Sobre a situação em Damasco, Nour disse que a destruição que o presidente sírio causou nos bairros de Midan ou de Mezzeh, onde arrasou parques alegando que rebeldes estariam ali a esconder-se, «enojaram a população».
«A famosa maioria silenciosa, que a propaganda do regime tinha encoberto com medo da revolução, está a abrir os olhos, entendeu que o regime está disposto a arrasar Damasco para salvar a cabeça», considerou. «Recentemente tive contactos com algumas das mais importantes famílias da burguesia sunita, os Shakhashero, Al-Azem, Al-Aidi e Sorbaji. Elas já não querem mais ouvir falar em Bashar. Algumas foram-se embora para Beirute», acrescentou.
Questionado pelo Le Monde sobre o papel da diplomacia, Nour disse não querer mais essa «diplomacia receosa», que atribui a «sua impotência à Rússia».
«Foi assim que nos vemos a correr o risco de encontrar um país cortado em três, com um reduto alauíta, um Estado curdo e um Estado sunita. A unidade da Síria está ameaçada. E não só por Bashar e os seus acólitos. As potências ocidentais estão a ter um papel nefasto», frisou.
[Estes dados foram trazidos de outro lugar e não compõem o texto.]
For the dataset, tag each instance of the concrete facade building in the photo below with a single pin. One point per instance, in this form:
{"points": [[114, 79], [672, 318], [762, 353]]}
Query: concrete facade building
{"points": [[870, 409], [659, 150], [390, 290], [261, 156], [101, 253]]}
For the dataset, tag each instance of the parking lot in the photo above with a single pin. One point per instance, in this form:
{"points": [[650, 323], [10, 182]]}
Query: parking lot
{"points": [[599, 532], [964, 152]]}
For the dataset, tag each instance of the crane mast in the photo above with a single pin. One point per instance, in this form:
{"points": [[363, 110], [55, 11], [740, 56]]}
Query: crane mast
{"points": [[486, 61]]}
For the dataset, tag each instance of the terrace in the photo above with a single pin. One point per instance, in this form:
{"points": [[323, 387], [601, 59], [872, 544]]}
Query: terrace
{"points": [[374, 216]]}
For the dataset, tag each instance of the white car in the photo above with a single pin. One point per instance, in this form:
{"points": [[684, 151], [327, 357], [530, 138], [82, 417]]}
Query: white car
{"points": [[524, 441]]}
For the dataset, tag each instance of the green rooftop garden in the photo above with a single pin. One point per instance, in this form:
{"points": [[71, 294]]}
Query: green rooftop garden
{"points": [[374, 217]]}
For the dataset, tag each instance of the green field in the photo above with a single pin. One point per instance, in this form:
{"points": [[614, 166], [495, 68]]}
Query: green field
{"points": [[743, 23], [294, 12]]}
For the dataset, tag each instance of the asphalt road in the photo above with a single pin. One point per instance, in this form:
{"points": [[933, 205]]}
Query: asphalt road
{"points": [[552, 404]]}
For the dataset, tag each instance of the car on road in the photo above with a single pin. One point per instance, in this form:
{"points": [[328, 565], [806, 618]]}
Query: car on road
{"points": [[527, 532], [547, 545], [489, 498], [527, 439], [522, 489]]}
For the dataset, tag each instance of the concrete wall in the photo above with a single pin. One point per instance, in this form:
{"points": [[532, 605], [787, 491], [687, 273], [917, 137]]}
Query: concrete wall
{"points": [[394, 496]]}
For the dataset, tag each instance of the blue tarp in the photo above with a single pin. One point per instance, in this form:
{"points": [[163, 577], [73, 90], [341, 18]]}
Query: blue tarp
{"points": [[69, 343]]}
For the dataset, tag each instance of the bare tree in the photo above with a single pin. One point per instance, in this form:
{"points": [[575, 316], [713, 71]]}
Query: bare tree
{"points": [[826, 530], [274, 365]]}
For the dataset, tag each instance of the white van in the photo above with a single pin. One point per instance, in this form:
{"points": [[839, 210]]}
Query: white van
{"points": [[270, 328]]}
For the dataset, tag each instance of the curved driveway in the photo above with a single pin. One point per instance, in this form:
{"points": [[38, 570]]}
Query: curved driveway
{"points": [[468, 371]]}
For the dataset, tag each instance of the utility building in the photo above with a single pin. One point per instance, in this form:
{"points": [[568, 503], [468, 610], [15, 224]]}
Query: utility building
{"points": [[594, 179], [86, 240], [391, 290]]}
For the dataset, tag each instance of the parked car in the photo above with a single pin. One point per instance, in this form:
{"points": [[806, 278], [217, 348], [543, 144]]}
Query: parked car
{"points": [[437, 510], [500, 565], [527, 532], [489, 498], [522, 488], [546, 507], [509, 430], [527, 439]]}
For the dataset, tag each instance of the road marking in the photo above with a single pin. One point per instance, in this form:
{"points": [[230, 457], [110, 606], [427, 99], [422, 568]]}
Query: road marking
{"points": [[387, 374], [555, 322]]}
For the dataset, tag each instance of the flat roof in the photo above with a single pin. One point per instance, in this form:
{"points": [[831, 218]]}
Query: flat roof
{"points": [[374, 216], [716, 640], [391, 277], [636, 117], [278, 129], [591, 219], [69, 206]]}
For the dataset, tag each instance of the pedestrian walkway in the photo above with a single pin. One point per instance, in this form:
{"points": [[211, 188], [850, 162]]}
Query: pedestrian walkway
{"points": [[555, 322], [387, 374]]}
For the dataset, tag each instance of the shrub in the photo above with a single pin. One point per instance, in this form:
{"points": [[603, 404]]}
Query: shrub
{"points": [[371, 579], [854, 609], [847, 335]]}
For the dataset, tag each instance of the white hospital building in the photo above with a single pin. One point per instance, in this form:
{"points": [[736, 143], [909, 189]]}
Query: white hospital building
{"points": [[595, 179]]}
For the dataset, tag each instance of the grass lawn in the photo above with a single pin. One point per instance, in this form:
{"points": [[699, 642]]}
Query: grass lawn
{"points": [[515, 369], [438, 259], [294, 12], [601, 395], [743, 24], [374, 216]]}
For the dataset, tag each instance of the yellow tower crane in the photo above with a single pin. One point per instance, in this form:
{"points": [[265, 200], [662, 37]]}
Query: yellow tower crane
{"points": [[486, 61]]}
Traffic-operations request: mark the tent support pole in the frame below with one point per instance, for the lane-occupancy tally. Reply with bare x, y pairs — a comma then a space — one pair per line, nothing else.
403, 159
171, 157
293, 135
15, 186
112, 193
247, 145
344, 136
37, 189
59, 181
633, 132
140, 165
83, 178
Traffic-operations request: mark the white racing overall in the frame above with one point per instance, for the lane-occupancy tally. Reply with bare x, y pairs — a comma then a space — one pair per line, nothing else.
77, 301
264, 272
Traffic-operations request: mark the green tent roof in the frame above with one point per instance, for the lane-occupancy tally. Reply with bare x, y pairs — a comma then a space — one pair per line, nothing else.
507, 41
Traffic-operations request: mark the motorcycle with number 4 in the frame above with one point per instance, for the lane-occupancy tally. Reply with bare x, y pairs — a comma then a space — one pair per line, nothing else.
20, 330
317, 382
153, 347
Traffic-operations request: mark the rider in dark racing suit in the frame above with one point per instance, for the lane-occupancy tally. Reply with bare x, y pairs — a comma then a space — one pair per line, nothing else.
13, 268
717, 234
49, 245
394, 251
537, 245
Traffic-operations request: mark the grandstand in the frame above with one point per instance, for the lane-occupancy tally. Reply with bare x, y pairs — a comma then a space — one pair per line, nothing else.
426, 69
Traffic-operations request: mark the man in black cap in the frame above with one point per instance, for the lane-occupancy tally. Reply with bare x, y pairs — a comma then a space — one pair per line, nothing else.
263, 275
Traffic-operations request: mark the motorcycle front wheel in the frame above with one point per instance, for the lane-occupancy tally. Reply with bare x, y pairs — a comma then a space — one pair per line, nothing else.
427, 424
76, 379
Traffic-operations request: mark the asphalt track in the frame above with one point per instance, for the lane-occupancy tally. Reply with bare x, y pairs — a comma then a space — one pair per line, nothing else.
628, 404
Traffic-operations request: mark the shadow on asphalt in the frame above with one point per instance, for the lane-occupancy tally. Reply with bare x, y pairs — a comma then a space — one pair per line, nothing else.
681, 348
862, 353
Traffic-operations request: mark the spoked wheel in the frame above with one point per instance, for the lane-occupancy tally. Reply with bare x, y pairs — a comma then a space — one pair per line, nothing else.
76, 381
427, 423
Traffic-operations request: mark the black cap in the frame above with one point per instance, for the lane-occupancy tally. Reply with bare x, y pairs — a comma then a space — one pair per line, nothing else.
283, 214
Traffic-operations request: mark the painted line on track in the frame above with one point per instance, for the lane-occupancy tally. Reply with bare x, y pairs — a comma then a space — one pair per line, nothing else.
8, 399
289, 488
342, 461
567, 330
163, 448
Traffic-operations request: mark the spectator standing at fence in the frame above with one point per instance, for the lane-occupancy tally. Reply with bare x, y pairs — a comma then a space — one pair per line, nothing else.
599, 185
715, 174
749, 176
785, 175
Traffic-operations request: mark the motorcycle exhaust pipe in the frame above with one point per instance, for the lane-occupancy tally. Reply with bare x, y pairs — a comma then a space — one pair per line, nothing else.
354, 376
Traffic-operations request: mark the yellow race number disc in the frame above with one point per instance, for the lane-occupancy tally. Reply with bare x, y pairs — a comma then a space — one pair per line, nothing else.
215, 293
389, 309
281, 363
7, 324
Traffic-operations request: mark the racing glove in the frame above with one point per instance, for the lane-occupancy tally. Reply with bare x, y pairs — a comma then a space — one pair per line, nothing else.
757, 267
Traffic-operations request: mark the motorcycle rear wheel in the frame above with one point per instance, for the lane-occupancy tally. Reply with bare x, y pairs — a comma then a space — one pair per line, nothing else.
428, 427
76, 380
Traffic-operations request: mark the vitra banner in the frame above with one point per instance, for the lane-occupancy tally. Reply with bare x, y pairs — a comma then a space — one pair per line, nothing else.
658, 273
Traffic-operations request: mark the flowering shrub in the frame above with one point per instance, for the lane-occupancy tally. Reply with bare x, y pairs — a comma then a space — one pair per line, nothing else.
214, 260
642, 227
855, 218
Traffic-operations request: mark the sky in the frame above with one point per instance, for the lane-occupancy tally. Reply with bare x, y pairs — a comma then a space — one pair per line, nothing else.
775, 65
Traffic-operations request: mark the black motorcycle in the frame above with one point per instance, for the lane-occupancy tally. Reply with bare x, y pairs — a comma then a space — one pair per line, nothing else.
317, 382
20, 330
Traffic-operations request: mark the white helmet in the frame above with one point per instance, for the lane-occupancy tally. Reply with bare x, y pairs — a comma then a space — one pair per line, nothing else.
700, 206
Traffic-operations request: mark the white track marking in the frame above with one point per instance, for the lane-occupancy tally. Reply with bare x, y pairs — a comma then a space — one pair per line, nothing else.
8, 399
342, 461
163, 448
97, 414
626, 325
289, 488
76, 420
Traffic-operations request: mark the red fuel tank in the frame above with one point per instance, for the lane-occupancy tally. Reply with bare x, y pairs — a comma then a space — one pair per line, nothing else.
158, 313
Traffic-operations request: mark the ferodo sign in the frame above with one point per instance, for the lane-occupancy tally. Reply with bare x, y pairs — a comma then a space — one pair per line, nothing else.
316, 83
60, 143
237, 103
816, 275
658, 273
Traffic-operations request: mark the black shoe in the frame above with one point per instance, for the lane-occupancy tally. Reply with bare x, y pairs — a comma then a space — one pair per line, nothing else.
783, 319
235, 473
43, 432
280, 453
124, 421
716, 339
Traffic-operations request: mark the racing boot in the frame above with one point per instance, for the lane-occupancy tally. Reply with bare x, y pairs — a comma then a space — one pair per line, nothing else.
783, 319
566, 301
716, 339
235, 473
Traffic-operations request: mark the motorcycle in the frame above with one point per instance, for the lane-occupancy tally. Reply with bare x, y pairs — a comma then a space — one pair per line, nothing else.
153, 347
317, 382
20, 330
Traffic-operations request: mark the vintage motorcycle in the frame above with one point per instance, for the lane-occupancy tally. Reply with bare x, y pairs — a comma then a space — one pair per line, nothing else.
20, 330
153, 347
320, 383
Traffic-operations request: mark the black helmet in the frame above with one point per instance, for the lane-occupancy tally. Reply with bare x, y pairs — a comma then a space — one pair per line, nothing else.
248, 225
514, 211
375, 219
Ayman Abdel Nour defendeu que os países ocidentais devem permitir que o Exército Livre Sírio (ELS) se muna de armas realmente eficientes. «Ele está a começar a equipar-se com lança-foguetes antitanques, mas são modelos antigos, que só funcionam contra os tanques mais antigos do exército sírio. Precisamos também de lança-foguetes terra-ar, contra os helicópteros. Sei que os ocidentais temem que essas armas caiam em mãos erradas ou que elas alimentem acertos de contas após a queda do regime. Mas estão errados. Não haverá vazio de poder. Estaremos prontos», garantiu.